Federal laws limit economic activity in cases where businesses might engage in unfair competition or endanger consumers. The creation of a monopoly, especially in the medical industry, is a potentially expensive and dangerous reality for those who make use of certain medical or pharmaceutical services.
If there’s only one company providing treatment for a condition, for example, the failure of that company or the sudden closure of a production facility because of a contamination issue might lead to millions of people with no access to necessary medical care. Larger medical companies can invest more in research and may be in a better position to provide more affordable and effective medical treatments.
Therefore, regulatory agencies often watch changes to existing players in the medical and pharmaceutical sectors very carefully to determine if their movements could benefit or potentially harm consumers. For example, the Federal Trade Commission (FTC) recently filed a lawsuit to prevent a business acquisition involving drug companies.
Why did the FTC act?
The FTC asserts that Amgen Inc. would control too much of the market if it were to acquire Horizon Therapeutics PLC. The company would effectively have a monopoly on the drugs used for thyroid eye disease and chronic refractory gout. The FTC specifically cited the possible abuse of rebate programs to help strengthen a monopoly regarding the treatment of those two diseases. In theory, those seeking treatment for either eye issues related to thyroid conditions or gout could end up unable to access treatment due to a lack of competitors or trapped into paying an unfair price because there is no other company on the market to force the business to price its drugs competitively.

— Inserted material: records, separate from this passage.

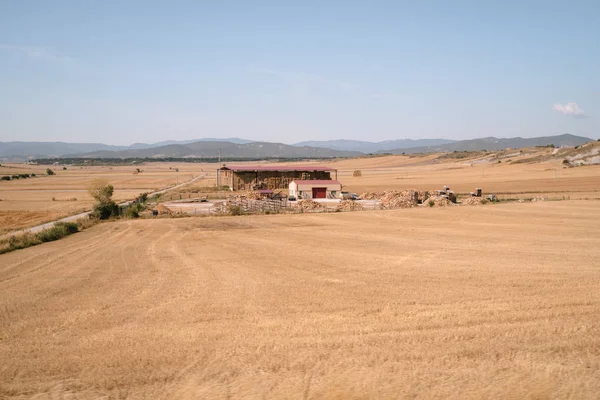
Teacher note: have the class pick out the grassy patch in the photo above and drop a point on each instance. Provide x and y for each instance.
(56, 232)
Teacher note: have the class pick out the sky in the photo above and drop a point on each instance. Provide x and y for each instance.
(120, 72)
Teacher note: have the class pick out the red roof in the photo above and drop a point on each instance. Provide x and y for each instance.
(283, 168)
(316, 182)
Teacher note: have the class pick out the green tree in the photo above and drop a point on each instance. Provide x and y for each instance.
(102, 192)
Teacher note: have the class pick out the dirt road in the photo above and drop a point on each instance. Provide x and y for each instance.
(75, 217)
(464, 302)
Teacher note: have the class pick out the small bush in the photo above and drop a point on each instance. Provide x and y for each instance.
(105, 210)
(132, 211)
(19, 242)
(235, 210)
(71, 227)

Business transactions can fail for many reasons
It remains to be seen if Amgen Inc. will be able to argue against the FTC’s claim and move forward with its acquisition of Horizon Therapeutics PLC. If the purchase fails, the situation will mean big losses for the businesses. The process of researching and negotiating a merger can be very expensive, and the cost involved may grow exponentially when the businesses face opposition from regulatory agencies. Therefore, companies contemplating mergers and acquisitions often need to plan carefully and look at the market before taking action to avoid enforcement actions or lawsuits that could derail the project or drastically increase how much it costs and decrease how much it benefits the business.
Understanding when regulatory agencies may attempt to stop pending acquisitions may help executives and other business professionals better recognize when mergers or acquisitions could be more problematic than beneficial for a company.